|Inter-regional project for participatory upland conservation and development - NEPAL - Strengthening the participatory process through community-based evaluation and re-planning workshops (1996)|
|2. Workshop design and preparation|
Following these preliminary meetings, the International Consultant in M&E and Participatory Methods, and the National Consultants in Participatory Methods and Capacity Building joined in Base Camp to prepare the exercises to be carried out during the workshop, and the overall time table of the event.
Following a preliminary review of PRA techniques so far used by PUCD staff, New Era participatory evaluation background and similar experiences carried out by PUCD sister project in other countries, three exercises were eventually selected for implementation:
* a participatory impact mapping exercise aimed at facilitating (i) the identification of actual or expected changes in living conditions (and/or natural resource management) related to the implementation of CAP activities; and (ii) a visual assessment of their distribution throughout the community territory and population (made possible by plotting identified "impacts" on the community map -prepared during 1995 PRA; see Box 1, for further operational details);
* a series of on-the-spot visits to completed or on-going physical works, aimed at facilitating an analysis of strengths and weaknesses in implementation and opportunities for future improvement4, based on direct observation of positive and negative aspects of the work done and/or on recall of factors which affected the implementation process (see Box 2);
* a participatory planning exercise, based on an improved participatory planning matrix. Main improvements felt as necessary in the organisation of the matrix included: i) a column for definition of the "what for?" of each activity (i.e., of its potential impacts and effects); and (ii) the merging in one single field of the "support from the project" and "support from other institutions" columns, aimed at decreasing the project mandate bias, observed in 1996 CAP (see Box 3).
4 Even though usually foreseen by the SWOT/SWOL technique, the identification of negative factors unlikely to be overcome in the future (threats or limitations) was not included during initial PRA. In order to limit as much as possible potentially confusing changes in the application of this technique, decision was made to stick on previous and already consolidated practice. Therefore this exercise will be hereinater referred as SWO (strengths, weaknesses and opportunities analysis).
Moreover, the following of general organisational and methodological orientations for workshop implementation were agreed upon by consultants:
* Due to the relatively high number of participants, the workshop should include both small group-work activities (aimed at facilitating active participation also of less talkative persons) and plenary sessions (allowing for exchange among groups and further discussion). A member of the workshop team, trained in the technicalities of the different exercises should support each working group as facilitator; the National Consultants in Participatory Methods and Capacity Building should act as coordinators and moderators of the plenary sessions.

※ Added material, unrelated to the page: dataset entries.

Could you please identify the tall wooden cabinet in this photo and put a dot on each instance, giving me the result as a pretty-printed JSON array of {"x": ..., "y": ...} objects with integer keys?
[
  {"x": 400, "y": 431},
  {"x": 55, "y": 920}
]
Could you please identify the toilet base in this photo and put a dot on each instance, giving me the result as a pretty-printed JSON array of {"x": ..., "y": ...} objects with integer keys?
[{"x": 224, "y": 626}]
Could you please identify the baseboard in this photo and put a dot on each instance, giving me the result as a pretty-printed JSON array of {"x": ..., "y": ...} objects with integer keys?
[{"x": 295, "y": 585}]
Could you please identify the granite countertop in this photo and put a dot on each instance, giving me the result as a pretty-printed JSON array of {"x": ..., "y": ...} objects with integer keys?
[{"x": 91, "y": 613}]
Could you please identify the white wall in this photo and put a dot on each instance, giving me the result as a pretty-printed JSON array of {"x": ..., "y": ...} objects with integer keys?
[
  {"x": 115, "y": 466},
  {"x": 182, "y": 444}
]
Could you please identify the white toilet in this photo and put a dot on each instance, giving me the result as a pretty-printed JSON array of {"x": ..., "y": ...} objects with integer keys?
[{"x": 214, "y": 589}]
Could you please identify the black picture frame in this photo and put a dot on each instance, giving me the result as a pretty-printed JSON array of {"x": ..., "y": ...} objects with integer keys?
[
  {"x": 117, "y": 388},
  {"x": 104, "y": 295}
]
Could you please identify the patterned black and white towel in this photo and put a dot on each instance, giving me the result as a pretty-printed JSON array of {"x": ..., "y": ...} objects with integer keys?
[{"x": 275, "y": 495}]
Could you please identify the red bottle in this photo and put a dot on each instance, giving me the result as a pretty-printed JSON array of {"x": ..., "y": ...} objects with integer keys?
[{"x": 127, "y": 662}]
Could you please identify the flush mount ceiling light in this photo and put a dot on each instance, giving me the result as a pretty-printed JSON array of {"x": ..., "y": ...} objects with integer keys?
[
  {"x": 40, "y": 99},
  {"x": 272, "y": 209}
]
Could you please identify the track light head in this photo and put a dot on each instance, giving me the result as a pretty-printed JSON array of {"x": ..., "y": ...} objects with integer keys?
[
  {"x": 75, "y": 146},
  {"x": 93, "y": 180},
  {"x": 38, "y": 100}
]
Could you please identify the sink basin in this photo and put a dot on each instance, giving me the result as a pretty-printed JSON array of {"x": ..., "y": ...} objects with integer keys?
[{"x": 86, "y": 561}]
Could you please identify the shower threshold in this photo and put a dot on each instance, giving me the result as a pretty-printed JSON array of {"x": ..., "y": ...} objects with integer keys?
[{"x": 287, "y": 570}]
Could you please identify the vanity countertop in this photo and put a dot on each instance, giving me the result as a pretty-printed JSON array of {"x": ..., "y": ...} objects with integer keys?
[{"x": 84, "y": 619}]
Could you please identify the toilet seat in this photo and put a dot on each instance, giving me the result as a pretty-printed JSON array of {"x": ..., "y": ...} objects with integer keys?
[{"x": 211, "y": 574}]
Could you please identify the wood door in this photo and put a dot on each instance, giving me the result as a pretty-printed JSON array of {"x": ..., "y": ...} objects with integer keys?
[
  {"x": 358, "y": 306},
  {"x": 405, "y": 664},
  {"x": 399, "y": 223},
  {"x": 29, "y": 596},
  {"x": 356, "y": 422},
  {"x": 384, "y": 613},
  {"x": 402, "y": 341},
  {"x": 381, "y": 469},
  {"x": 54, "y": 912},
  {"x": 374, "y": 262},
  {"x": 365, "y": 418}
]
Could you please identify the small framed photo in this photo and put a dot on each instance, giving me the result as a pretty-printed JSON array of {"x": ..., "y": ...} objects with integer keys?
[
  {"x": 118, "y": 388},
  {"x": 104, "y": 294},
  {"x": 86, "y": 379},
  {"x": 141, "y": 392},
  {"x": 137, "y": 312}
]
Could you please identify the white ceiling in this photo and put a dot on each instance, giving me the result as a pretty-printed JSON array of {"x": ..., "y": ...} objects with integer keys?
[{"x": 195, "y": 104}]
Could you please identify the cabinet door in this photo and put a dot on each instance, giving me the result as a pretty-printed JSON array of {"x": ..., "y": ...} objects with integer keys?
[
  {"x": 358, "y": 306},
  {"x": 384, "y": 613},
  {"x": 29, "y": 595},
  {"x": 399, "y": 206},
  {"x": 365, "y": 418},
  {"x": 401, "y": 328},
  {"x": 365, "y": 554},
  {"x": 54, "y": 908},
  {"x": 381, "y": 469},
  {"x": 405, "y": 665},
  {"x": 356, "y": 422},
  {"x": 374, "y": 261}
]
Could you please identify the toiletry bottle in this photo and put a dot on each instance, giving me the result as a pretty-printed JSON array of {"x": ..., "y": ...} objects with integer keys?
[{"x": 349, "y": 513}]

* Evaluation exercises should be carried out by members of the user groups who took direct responsibility for the implementation of the activity under consideration, with eventual non participants basically acting as external (though, not silent) observers. In order to ensure process homogeneity among working groups, these exercises will be methodologically facilitated by workshop team members. However, maximum care should be taken by the facilitator to not orient, nor influence the content of participants judgements with his own (or project) opinions.
* Similarly, re-planning exercise should be carried out by user groups which will take care of implementation. As a consequence the overall final CAP would be the sum of user-groups plan, eventually adjusted on the basis of suggestions and amendments forwarded during the subsequent plenary session. Participatory planning exercise should be kept completely open-ended, i.e. based on felt needs of the concerned user group members and not limited, nor biased, by project mandate. Nevertheless, it was agreed that during this exercise the facilitators should play a more active role than in evaluation. This should include probing the potential feasibility of participants proposals, and support in identifying the more appropriate source of external assistance (i.e., the relevant line-agency or NGO).
To visually summarise some of these ideas, the "workshop trail" - a schematic representation of the workshop process to be presented during the introductory plenary session - was prepared (see Box 4). Furthermore, facilitator guidelines and training examples (in Nepali) were prepared for each one of the above mentioned exercises.